The term “legalization of drugs” often invokes sharp responses and harsh denunciations from legal communities and political parties throughout the world. Such rebukes occurred in considerable form in 2001 when the Canadian legislature approved specific regulations allowing the use of marijuana by people with serious illness. Critics of the measure have since repeatedly voiced concerns that the regulation would ease restrictions, thereby permitting individuals who are not suffering from a degenerative illness to more readily acquire narcotics. Similar responses have been forthcoming from many camps within both the United States and Mexico concerning a recent bill approved by Mexico’s Congress that legalizes drug possession for personal use, whereby possessing small amounts of marijuana, cocaine, heroin, and/or ecstasy would no longer be punishable by imprisonment.
Such a bill conjures up images of a drug user’s utopia where anyone can travel to Mexico and engage in illicit behavior, indulging their harmful addictions. Rather, the bill is attempting to both address deficiencies within the Mexican legal system and curtail the escalating drug war that is flourishing throughout Mexico. Under the bill, people would be allowed to possess 2.2 pounds of peyote, up to 25 milligrams of heroin, 5 grams of marijuana, and 0.5 grams of cocaine.
However, in addition to the legalization of specific quantities of narcotics for consumption, the bill also stiffens penalties for trafficking and possessing drugs by government employees or near schools. Further, all sales of these drugs will remain illegal. The continuation of the legal provision, therefore, seems effectively to limit the ability of individuals to acquire legal narcotics for personal consumption. More importantly, the bill will target the common street-corner drug pusher and will limit the amount of discretion Mexican judges will have when deciding an adequate punishment for individuals arrested for possessing illegal quantities or selling those drugs.

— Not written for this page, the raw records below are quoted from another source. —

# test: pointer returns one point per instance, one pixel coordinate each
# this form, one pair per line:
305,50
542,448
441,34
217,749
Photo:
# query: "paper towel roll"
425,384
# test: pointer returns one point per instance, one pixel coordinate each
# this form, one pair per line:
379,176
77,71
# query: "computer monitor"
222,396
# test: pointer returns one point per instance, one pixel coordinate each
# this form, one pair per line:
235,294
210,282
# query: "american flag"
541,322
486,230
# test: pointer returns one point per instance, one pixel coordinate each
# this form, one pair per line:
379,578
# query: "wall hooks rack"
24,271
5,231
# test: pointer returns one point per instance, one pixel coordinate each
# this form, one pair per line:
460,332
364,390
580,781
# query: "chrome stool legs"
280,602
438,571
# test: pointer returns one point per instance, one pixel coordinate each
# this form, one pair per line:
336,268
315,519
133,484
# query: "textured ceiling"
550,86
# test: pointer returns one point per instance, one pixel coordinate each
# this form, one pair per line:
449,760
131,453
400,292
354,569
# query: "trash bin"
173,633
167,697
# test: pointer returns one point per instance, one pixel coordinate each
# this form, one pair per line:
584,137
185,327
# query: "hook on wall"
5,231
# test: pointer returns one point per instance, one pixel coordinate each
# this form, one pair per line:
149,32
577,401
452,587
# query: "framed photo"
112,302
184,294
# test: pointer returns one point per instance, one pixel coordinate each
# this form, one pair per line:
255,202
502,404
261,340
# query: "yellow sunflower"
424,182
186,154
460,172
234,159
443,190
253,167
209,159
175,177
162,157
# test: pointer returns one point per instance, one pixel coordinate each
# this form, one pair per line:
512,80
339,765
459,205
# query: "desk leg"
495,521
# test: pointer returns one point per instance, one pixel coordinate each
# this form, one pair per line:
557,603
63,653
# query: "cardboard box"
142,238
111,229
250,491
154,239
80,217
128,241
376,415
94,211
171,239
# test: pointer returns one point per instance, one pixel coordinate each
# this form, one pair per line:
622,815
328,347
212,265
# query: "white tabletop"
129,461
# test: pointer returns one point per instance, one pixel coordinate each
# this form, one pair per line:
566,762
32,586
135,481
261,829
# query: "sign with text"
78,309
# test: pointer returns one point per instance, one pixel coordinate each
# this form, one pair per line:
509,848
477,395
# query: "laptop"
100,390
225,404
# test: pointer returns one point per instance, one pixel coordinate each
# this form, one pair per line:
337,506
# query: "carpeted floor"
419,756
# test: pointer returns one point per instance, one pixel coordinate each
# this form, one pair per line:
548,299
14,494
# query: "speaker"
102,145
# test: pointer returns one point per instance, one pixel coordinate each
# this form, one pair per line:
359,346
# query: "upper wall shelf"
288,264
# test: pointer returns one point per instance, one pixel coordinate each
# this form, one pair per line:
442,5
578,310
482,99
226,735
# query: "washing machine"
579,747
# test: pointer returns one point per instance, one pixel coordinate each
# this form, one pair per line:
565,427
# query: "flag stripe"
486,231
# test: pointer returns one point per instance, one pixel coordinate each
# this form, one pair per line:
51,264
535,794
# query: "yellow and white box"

Previously, Mexican law allowed judges to determine if individuals caught with drugs were drug addicts and unable to control their addiction. In such an occurrence, the judge could drop the charges. However, corruption plagues the judiciary branch in Mexico, and judges and prosecutors were often bribed for lenient sentences. The bill will remove the discretionary ability of judges and prosecutors, ensuring an equal and standard approach toward individuals who break the law.
Although legalization of specific quantities of narcotics has prompted opponents of the bill to state that US citizens will seek to travel to Mexico so as to indulge their addictions, US Embassy personnel continue to warn against this belief. Penalties remain severe for individuals found surpassing legal limits. Legalization should not be viewed as an open invitation for US drug addicts. In combination with ongoing enforcement activities by Mexican authorities, US citizens traveling to Mexico for such purposes may also be targeted for petty criminal activity.
The rampant and escalating levels of violence perpetrated by Mexican drug cartels is often the product of low level narco-runners and traffickers staking claims on specific locations in Mexican cities. Although Mexican law enforcement personnel have expressed their contempt with the new law, citing contradictions in policy, experts in the US, including Ana Maria Salazar, a former Pentagon anti-drug official, believe the law will make it easier to convict street-corner drug pushers and apprehend and prosecute small groups of drug smugglers. The law represents a radical approach to the war on drugs and could prove to be an effective means of isolating and eventually eliminating the narcotic elements of the Mexican state.